Child -> Parent relationships between devices and email

Hey all, new user to The Dude and I am amazed by how powerful it is already. Keep up the great work!

Now on to my issue. My department manages large hotel network installations, usually consisting of one or two guest routers and between 10 and 100 access points. At my previous employer, we used Intermapper which also allowed for the parent → child relationships to help control the amount of emails that are sent when the main modem/router/etc goes down. Right now at one of our bigger properties (30+ APs), the Charter cable modem goes down, thus the Mikrotik, and all APs are inaccessible. The Dude then proceeds to send out emails for all services on all child devices of the cable modem, essentially making the email notifications useless. All APs have their parent set to the Mikrotik, which in turn is parented to the cable modem.

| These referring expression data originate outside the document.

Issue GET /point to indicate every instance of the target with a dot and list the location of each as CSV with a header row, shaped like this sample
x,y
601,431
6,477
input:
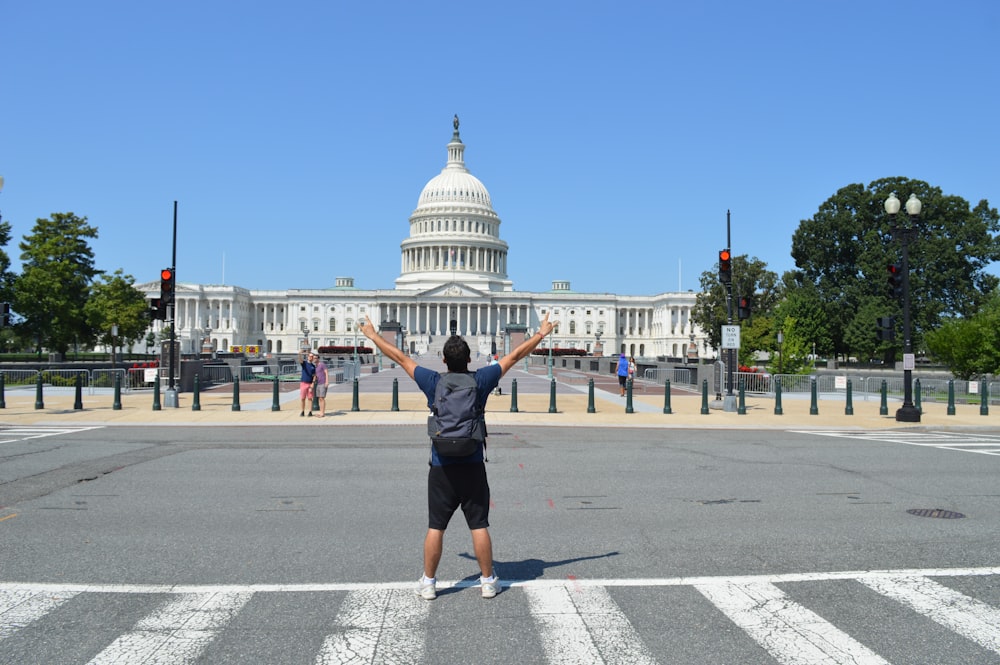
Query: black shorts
x,y
454,485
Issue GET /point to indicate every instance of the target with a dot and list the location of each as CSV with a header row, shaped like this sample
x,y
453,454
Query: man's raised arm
x,y
387,349
527,346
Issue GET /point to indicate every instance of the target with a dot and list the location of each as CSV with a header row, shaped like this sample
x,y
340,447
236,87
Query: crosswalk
x,y
573,621
969,442
23,433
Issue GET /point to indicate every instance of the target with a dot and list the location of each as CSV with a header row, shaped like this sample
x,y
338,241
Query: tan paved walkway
x,y
255,410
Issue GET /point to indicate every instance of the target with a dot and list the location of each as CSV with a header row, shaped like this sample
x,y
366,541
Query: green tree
x,y
114,301
750,278
970,347
845,249
54,284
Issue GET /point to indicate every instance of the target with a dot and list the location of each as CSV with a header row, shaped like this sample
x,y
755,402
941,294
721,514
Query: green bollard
x,y
78,397
39,402
236,393
196,399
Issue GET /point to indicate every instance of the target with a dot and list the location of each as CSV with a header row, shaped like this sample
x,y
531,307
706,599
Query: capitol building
x,y
453,278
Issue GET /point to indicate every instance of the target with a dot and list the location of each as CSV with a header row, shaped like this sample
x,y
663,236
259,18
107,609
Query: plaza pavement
x,y
256,403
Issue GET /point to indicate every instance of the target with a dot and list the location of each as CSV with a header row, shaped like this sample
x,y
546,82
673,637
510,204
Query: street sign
x,y
730,337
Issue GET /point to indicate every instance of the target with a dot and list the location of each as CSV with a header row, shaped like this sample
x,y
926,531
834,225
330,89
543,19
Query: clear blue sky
x,y
612,136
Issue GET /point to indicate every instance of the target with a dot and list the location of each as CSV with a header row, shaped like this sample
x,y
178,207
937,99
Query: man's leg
x,y
433,546
482,545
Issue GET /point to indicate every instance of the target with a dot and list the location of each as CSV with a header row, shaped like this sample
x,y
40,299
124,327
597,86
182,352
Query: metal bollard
x,y
78,393
236,393
39,402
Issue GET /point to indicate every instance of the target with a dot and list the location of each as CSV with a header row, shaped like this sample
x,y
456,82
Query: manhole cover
x,y
935,512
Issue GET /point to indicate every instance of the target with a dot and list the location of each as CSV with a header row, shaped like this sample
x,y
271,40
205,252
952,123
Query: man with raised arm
x,y
454,482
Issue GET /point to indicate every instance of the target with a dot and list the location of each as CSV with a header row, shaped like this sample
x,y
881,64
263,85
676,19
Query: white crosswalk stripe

Anyone have any strategies to try and avoid this. One thing I tried was to adjust the polling intervals on all child devices to 2 minutes and interval on primary devices to 20 - 30 seconds. This was done in the hope of making sure The Dude realizes the modem is down BEFORE realizing any of the cable modems are down.

Intermapper handled this situation by introducing a delay option to notifications. You could set the delay to a few minutes and even if Intermapper found that the child device was down before its parent, it would wait the “delay” amount of time before sending any email, thus giving Intermapper time to discover that the parent is down.

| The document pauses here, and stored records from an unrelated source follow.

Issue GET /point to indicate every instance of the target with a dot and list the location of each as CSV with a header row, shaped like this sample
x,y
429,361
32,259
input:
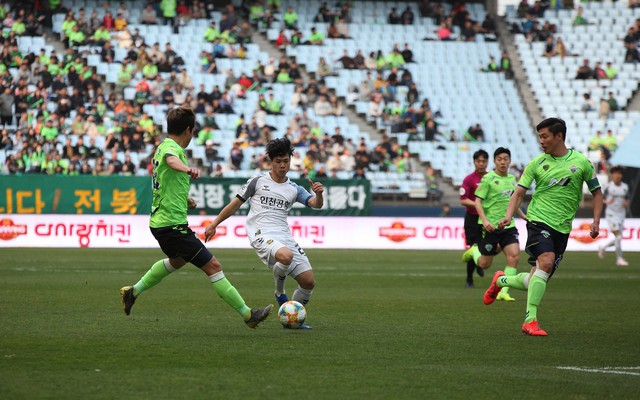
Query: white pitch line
x,y
605,370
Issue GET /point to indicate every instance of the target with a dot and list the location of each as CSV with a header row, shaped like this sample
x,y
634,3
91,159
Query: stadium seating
x,y
552,79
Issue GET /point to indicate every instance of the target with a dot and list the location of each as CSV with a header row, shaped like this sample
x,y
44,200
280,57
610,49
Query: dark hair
x,y
555,126
279,147
501,150
480,153
615,169
179,120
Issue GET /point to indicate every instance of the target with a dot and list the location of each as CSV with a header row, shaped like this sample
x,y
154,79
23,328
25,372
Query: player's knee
x,y
306,281
213,266
284,256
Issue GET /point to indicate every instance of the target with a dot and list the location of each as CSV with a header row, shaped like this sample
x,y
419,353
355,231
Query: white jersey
x,y
270,203
617,193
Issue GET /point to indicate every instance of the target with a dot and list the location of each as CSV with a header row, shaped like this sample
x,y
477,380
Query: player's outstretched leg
x,y
158,271
491,293
258,315
504,293
537,287
232,297
127,298
279,277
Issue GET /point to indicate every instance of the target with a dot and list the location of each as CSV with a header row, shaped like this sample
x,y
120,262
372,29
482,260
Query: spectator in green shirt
x,y
613,103
290,18
49,132
204,135
150,71
610,142
596,141
395,59
168,8
212,33
274,106
611,72
316,37
101,36
18,27
256,12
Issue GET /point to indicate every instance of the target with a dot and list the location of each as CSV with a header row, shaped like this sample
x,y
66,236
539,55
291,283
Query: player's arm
x,y
488,226
465,189
597,212
318,200
591,179
175,164
226,212
514,204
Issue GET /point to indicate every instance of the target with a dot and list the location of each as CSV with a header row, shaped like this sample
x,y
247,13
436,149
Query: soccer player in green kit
x,y
492,199
559,174
168,222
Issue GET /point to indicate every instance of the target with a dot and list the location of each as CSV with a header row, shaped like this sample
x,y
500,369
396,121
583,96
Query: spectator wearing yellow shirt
x,y
120,23
610,142
212,33
76,37
18,27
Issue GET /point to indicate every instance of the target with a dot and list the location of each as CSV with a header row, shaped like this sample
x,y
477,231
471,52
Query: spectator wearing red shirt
x,y
245,81
108,21
473,229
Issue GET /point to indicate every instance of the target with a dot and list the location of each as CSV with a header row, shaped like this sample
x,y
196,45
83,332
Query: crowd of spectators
x,y
457,19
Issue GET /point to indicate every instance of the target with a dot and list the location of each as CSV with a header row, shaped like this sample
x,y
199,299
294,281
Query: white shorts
x,y
615,222
267,245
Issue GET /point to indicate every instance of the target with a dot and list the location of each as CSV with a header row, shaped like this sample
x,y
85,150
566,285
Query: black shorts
x,y
180,241
472,229
493,242
543,239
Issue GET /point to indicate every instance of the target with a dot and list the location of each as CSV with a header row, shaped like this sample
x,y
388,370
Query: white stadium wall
x,y
131,231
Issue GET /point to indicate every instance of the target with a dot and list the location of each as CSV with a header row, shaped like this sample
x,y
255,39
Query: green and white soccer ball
x,y
292,314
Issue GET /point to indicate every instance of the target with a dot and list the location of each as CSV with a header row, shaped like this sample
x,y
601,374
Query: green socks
x,y
475,253
229,294
516,281
508,272
537,287
154,275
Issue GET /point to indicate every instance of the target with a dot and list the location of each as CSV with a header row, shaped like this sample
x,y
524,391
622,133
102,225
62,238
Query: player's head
x,y
616,174
480,160
280,147
551,134
502,159
180,120
280,151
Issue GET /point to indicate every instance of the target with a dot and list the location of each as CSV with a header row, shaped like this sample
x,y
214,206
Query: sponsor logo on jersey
x,y
582,234
199,230
9,230
397,232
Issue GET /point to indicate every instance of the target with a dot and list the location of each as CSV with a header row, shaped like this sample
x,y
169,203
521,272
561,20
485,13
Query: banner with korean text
x,y
43,194
131,231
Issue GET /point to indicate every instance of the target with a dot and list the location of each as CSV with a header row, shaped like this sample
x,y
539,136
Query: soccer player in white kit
x,y
616,197
271,196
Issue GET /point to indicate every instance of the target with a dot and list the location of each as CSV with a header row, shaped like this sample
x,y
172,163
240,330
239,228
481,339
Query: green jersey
x,y
495,192
170,187
558,188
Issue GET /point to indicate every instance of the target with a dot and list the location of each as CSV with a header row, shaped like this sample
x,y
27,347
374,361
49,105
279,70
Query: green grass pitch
x,y
388,325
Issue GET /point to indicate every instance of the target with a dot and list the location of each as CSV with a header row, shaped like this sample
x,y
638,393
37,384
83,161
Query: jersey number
x,y
562,182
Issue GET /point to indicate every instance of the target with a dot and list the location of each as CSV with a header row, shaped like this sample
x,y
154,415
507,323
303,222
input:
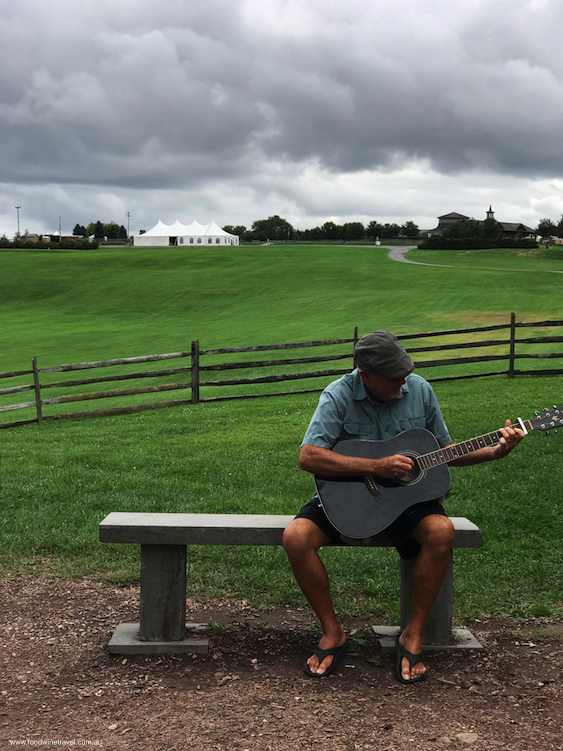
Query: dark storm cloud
x,y
146,95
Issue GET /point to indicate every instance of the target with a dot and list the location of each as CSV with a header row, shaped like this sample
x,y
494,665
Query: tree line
x,y
276,228
547,228
471,234
99,231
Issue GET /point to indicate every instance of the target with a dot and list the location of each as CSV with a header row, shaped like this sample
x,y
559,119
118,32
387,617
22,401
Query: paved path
x,y
400,251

Any thoughts on mimicking this functionality?

Thanks!

There is a dependency setup, check top right corner switch from layer link to layer dependency. Draw your dependencies…

I have not used this feature.

The dependency layer simply shows me the child → parent relationships I’ve already defined using the “parent” field in device settings. The problem occurs when The Dude finds the access points down before the modem or guest router.

Nice, just thought you missed something… uhh damn :frowning: So there are serious issues using the default negative cache times. I found that having a higher cache time than negative cache time is very beneficial when dealing with false positives as well. The underlying issue is how long you wait to send the first email and the fact that negative cache time is 300 seconds. Since a failed ping will cause a device to be down for 5 minutes due to negative cache time you have to delay the first email to at least a little longer than that for the dude to have a chance to clean up the mess before sending it out.

AND there is a bug-feature as well, a single failed SNMP read registers in negative cache time for 300 seconds and the device will be down for 300 seconds. It seems subsequent SNMP polling will not be paid attention to(which seems like odd behavior). So I highly recommend forcing all functions and probes to have a low negative cache time ~10 and lower than the probe interval. Which makes negative cache time unused? I digress…

So before doing anything set the email delay to 15 minutes and test break the router to see if the dude is smart enough to clear out all incorrect emails if the delay is high enough. Then if that works go fix all the functions and probes and set your email to 3 minutes?

GL
Lebowski

Thanks for the tip! To be honest I didn’t even realize there was a delay option for notifications. I don’t know how I missed it but I’m playing around with it now.

Thanks again!